Plant biologists discover simple principle of plant responses to hormone

Published on
May 18, 2020

In a new study researchers from Wageningen University & Research in the Netherlands and colleagues in Japan and Spain have found a simple mechanism for control of plant growth. Implementation of these findings can help growers to design new crops with for example resistance against disease, drought or flood. They publish their discovery in Nature Plants of 15 May.

The research team shows that the enormously complex response to the plant hormone auxin can be reduced to a very simple switch-like model. Basically, auxin toggles one gene switch from ‘off’ to ‘on’, and at the same time, a second factor competes with this switch and thereby determines how sensitive each cell is to the hormone. Therefore, the numerous ways that plant cells react to auxin, whether it is a root branch or a the formation of a flower, depend on the combination of an on/off switch with a volume control knob. 

The small auxin molecule is known to control many aspects of plant growth and development, and does so by changing the activity of many genes. DNA-binding ARF proteins bind to genes and switch these on or off, and auxin determines whether ARF proteins are active or not. Most plants have many different copies of the ARF proteins, derived from duplicating genes during evolution, followed by changes in their properties. What follows is a very complex web of ARF proteins that can trigger unique responses to the same hormone.

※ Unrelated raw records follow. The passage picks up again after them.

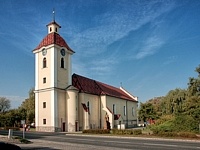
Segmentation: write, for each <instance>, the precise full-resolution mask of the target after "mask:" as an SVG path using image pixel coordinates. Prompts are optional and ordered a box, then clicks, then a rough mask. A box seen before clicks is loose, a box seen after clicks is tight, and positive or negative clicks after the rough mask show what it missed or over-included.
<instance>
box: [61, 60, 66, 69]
mask: <svg viewBox="0 0 200 150" xmlns="http://www.w3.org/2000/svg"><path fill="white" fill-rule="evenodd" d="M60 63H61V68H64V67H65V66H64V64H65V61H64V58H61V62H60Z"/></svg>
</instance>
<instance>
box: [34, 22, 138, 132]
mask: <svg viewBox="0 0 200 150" xmlns="http://www.w3.org/2000/svg"><path fill="white" fill-rule="evenodd" d="M60 28H61V26H60V25H59V24H58V23H56V22H55V20H53V21H52V22H51V23H49V24H48V25H47V29H48V34H47V35H46V37H44V39H43V40H42V41H41V42H40V44H39V45H38V46H37V47H36V48H35V49H34V50H33V53H34V54H35V125H36V130H37V131H48V132H60V131H63V132H64V131H65V132H75V131H81V130H85V129H112V128H116V127H117V126H118V125H119V124H124V125H125V126H126V127H133V126H136V125H137V105H138V100H137V97H136V96H133V95H131V94H130V93H129V92H127V91H126V90H125V89H124V88H122V87H120V88H117V87H113V86H111V85H108V84H105V83H102V82H99V81H96V80H94V79H89V78H87V77H84V76H81V75H78V74H73V75H72V64H71V56H72V55H73V54H74V51H73V50H72V49H71V48H70V47H69V46H68V44H67V43H66V42H65V40H64V39H63V38H62V37H61V36H60V34H59V30H60Z"/></svg>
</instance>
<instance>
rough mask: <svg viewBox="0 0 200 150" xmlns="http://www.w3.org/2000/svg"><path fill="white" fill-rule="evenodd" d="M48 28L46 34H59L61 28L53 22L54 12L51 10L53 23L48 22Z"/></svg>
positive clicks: (54, 10) (54, 11)
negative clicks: (52, 32) (47, 29)
mask: <svg viewBox="0 0 200 150" xmlns="http://www.w3.org/2000/svg"><path fill="white" fill-rule="evenodd" d="M47 28H48V34H50V33H52V32H55V33H59V29H60V28H61V26H60V25H59V24H58V23H57V22H56V21H55V10H54V9H53V21H52V22H50V23H49V24H48V25H47Z"/></svg>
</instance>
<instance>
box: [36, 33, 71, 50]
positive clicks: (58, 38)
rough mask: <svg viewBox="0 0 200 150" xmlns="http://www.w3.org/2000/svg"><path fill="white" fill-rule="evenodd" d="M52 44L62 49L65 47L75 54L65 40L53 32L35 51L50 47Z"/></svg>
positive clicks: (56, 33)
mask: <svg viewBox="0 0 200 150" xmlns="http://www.w3.org/2000/svg"><path fill="white" fill-rule="evenodd" d="M51 44H56V45H58V46H60V47H65V48H67V49H68V50H69V51H71V52H73V53H74V51H73V50H72V49H71V48H70V47H69V46H68V45H67V43H66V42H65V40H64V39H63V38H62V37H61V36H60V35H59V34H58V33H56V32H52V33H49V34H48V35H47V36H46V37H45V38H44V39H43V40H42V42H40V44H39V45H38V46H37V47H36V48H35V49H34V50H38V49H40V48H41V47H43V46H48V45H51Z"/></svg>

The team studied the auxin response system of the liverwort Marchantia polymorpha. This plant is an early land plant and has the simplest possible auxin response system, as the researchers described in an earlier paper in eLife that led to the awarding of the Wageningen Research Award to Hirotaka Kato and Sumanth Mutte in 2019. In the new study in Nature Plants, the team now made use of the extreme simplicity of the Marchantia auxin response system, and dissected its workings through a combination of genetics and protein biochemistry. The work revealed a very simple design of two competing ARF proteins to be at the heart of the auxin system.

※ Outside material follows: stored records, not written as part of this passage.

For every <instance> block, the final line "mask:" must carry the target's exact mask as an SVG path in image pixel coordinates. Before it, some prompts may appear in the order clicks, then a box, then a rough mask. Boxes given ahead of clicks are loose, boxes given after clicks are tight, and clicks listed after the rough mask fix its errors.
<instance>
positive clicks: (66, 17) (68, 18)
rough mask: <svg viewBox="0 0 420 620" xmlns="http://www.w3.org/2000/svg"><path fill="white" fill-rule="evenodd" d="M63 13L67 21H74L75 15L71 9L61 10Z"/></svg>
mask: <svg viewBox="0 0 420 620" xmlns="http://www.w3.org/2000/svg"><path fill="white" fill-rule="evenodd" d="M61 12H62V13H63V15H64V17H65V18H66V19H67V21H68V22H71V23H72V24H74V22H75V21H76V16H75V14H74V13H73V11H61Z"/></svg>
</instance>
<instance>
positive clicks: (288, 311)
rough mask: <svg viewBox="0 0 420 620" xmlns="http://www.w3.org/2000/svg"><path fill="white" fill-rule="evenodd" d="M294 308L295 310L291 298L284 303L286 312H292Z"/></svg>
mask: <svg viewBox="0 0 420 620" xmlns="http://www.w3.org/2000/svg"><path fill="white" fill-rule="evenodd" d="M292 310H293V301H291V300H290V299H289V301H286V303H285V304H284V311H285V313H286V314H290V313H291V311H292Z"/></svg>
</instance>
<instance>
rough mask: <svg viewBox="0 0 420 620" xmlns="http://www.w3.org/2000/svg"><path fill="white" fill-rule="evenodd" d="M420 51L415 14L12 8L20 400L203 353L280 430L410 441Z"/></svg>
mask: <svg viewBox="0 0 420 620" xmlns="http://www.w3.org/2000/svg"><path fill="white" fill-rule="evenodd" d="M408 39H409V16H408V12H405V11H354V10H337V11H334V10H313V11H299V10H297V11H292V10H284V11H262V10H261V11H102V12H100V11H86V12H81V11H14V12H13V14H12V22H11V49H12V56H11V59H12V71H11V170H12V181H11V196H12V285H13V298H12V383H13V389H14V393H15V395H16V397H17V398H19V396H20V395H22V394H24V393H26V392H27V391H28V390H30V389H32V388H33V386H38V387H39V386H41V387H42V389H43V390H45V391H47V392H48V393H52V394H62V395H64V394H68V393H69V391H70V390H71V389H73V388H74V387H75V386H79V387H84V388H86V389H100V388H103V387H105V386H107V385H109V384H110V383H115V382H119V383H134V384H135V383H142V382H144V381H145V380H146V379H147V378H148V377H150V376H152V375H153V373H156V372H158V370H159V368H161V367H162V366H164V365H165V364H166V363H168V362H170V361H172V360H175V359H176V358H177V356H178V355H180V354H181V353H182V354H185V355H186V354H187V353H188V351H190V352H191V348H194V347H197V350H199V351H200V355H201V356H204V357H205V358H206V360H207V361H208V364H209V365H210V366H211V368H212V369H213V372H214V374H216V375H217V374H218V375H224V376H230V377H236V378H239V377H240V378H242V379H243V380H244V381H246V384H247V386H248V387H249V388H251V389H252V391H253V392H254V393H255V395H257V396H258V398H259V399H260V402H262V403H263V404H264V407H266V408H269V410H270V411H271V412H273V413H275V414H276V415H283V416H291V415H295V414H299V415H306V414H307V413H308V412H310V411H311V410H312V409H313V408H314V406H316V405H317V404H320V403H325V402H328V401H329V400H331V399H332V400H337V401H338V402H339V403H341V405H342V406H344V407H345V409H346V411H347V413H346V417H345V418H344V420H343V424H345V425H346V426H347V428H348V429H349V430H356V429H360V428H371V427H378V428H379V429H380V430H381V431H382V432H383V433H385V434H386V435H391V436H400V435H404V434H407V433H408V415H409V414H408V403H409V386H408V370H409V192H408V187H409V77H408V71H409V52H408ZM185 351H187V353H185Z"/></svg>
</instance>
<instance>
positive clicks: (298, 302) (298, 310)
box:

ARF1 protein in Marchantia marked with a fluorescent protein (photo: Shubhajit Das)

ARF1 protein in Marchantia marked with a fluorescent protein (photo: Shubhajit Das)

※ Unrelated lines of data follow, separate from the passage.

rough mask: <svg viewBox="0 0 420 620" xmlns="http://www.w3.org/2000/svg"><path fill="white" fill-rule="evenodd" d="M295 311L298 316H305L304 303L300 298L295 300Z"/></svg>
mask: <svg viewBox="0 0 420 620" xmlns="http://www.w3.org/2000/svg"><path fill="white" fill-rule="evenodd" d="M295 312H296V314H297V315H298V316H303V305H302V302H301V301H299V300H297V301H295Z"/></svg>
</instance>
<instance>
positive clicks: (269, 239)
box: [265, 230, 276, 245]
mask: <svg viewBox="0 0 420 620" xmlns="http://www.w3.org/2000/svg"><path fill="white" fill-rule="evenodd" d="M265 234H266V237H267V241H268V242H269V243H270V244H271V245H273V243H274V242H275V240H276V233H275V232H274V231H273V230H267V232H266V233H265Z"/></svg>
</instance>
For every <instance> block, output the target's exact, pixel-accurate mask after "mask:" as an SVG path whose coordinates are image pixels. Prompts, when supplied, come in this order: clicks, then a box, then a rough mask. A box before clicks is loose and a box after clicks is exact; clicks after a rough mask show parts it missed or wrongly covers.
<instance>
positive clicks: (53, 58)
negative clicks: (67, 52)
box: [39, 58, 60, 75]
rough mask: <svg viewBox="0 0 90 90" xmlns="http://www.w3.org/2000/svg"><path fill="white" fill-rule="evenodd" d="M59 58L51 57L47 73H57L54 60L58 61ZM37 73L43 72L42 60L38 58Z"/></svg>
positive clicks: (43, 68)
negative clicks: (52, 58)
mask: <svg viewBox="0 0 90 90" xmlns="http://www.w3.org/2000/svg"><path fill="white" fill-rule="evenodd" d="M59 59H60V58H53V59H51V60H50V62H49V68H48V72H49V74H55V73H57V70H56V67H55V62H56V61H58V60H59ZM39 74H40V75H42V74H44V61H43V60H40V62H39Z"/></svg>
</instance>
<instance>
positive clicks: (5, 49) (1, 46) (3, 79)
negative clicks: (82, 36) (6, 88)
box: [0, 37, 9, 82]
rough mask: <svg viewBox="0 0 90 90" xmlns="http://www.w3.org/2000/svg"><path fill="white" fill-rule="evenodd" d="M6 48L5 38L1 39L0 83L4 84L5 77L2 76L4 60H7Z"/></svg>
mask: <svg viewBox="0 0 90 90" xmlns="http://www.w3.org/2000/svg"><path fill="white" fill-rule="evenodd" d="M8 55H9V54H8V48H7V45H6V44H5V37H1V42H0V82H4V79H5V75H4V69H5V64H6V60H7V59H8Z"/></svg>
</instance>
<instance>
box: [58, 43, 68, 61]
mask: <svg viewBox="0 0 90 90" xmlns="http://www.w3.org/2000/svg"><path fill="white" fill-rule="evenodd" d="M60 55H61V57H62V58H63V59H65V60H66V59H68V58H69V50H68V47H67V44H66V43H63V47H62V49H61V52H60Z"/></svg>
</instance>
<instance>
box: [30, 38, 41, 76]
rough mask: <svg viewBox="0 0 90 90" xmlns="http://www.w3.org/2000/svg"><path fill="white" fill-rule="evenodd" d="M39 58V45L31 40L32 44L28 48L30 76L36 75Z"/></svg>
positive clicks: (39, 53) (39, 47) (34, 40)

Fundamental view change for auxin

“We believe that our finding will fundamentally change the way researchers view the workings of the important auxin hormone,” says Dolf Weijers, head of the Laboratory of Biochemistry and leader of the research team. “At the same time, this leap in our understanding of how cells respond to the hormone gives unprecedented new abilities to modify cellular hormone responses in crop plants, where propagation, rooting and many other traits that depend on auxin response.”

Fooled by complexity

For decades, studies in flowering plants, including the model plant Arabidopsis, have led to the idea that plants use a very complex network of response factors to allow different plant cells to respond in different ways to the same hormone. In this way, some cells will grow, others divide, yet others differentiate. It is also thought to allow the same hormone to trigger root formation and flower formation, depending on where in the plant the response to the hormone occurs. Now, the research team describes their discovery of a very simple principle underlying the complex responses to the plant hormone auxin. It is likely that the same simple principle operates in other plant species, that have large families of ARF proteins. The present study thus helps to better understand how plants, including crops, respond to the hormone.

For their ground-breaking study, experimental biologist Hirotaka Kato, formerly at Wageningen University, presently at Kobe University, collaborated with colleagues at the Wageningen Laboratory of Chemistry and Biophysics, with the Alba Synchrotron in Barcelona and at the University of Kyoto. The study was partly financed by an NWO VICI grant awarded to Dolf Weijers in 2015.